The rate of convergence of induction/polarization energy is also highly dependent on the magnitude of the molecular dipole, though requiring less dramatic distances even in the most extreme cases. London dispersion, nominally decaying as *r*^{−6} per dimer, can, nevertheless, require computing energies of dimers as far separated as 14 Å to reach convergence. By employing a continuum dispersion model, it is possible to use molecular polarizabilities to accurately estimate cutoff distances at which dispersion interactions become negligible in small organic crystals lacking formal charges.
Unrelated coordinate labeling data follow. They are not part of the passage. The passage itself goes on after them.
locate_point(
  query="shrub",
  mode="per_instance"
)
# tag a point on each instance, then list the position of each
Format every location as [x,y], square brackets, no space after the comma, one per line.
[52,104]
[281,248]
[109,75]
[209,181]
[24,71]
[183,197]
In future work, we will investigate convergence rates of two- and three-body interactions at higher levels of theory. Additionally, we hope to further explore the usage of a range-dependent hierarchy of methods in CLE prediction to reduce computational expense.

## SUPPLEMENTARY MATERIAL

The supplementary material includes all of the requisite .cif files, geometries of the generated supercells, all dimers, and the corresponding computed SAPT0 interaction energy components and replica numbers. Figures for all X23 systems and ice corresponding to Fig. 2, as well as an experiment on the impact of anisotropy on the fit in Fig. 5, are contained in the supplementary material. The CrystaLattE program used for *N*-mer generation is available at https://github.com/carlosborca/CrystaLattE.

## ACKNOWLEDGMENTS

Derek P. Metcalf acknowledges support from the U.S. National Science Foundation Graduate Research Fellowship, Grant No. DGE-1650044. Andrew Smith acknowledges funding via the NSF REU program, Grant No. CHE-1852511. Additional financial support was provided by NSF Grant No. CHE-1955940. This research was supported, in part, by research cyberinfrastructure resources and services provided by the Partnership for an Advanced Computing Environment (PACE) at the Georgia Institute of Technology, and by the Georgia Tech Hive Cluster, funded by the NSF through Grant No. MRI-1828187.

## AUTHOR DECLARATIONS

### Conflict of Interest

The authors have no conflicts to disclose.

### Author Contributions

**Derek P. Metcalf**: Data curation (equal); Formal analysis (equal); Methodology (equal); Software (equal); Supervision (supporting); Writing – original draft (lead). **Andrew Smith**: Data curation (equal); Formal analysis (supporting); Investigation (lead). **Zachary L. Glick**: Methodology (equal); Software (equal). **C. David Sherrill**: Conceptualization (lead); Formal analysis (supporting); Funding acquisition (lead); Methodology (equal); Supervision (lead); Writing – review & editing (lead).

## DATA AVAILABILITY

The data that support the findings of this study are available within the article and its supplementary material.